De dag erna, zaterdag, merkte ik al meteen resultaat. Ik was mijn manische gevoelens kwijt en ik had weer een nacht echt goed geslapen. En ik wist na het gesprek en de goede nacht die erop volgde dat dit geen manie was maar een hypomanie: wel de manische gevoelens, maar normaal kunnen blijven functioneren. En ik besefte dat ik door mijn slaapgebrek niet alert genoeg meer was om een ergernis op te merken die er misschien mede voor heeft gezorgd dat de eerste verhoging niet voldoende was.

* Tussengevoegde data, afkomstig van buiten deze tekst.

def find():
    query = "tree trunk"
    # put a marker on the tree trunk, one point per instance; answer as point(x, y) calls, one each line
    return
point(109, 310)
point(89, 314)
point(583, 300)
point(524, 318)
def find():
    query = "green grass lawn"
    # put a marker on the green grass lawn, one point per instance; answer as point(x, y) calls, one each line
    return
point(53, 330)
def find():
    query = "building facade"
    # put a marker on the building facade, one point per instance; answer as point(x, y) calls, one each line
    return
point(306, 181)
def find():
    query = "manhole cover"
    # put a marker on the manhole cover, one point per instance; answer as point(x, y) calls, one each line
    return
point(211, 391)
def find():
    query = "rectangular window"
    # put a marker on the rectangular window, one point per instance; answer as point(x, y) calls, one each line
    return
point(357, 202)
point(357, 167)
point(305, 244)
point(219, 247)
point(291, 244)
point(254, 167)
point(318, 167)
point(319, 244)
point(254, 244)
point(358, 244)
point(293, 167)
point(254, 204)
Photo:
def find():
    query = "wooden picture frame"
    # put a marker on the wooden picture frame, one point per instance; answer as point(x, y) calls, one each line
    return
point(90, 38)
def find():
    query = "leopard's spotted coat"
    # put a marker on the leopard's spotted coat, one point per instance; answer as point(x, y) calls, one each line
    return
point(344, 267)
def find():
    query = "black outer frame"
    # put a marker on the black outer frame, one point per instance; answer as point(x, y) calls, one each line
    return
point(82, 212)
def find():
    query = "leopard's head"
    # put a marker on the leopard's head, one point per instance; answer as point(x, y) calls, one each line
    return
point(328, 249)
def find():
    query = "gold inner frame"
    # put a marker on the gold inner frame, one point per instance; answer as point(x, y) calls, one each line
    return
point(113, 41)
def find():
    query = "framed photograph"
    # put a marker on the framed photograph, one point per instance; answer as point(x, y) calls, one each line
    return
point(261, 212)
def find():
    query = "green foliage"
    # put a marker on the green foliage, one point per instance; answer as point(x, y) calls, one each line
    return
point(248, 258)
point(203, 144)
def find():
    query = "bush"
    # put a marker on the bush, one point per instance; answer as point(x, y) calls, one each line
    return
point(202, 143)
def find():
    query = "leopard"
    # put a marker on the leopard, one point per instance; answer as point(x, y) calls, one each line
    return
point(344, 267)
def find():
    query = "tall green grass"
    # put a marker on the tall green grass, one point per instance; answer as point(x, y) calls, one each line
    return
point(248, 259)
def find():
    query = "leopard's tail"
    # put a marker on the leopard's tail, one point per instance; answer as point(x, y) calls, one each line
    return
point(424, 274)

Blijven leren van mijn bipolaire stoornis

Er was een belangrijk verschil met de tijd dat die psychiater mij dat advies gaf. Toen slikte ik van het ondersteunde medicijn twee eenheden, inmiddels drie. Daardoor had de ophoging nu minder effect, want het was nog maar één eenheid en niet de door hem bedoelde twee. De les is dus: verhoog na drie dagen problemen met twee eenheden. Dat staat niet voor niets in het signaleringsplan. En blijf daarnaast alert want op het ene signaal kan een ander volgen. In dit geval slaapgebrek en ergernis.

Al met al een leerzame maand. En toch ook een mooie want zoals ik eergisteren al schreef kon ik mijn boek over mijn bipolaire stoornis naar proeflezers sturen.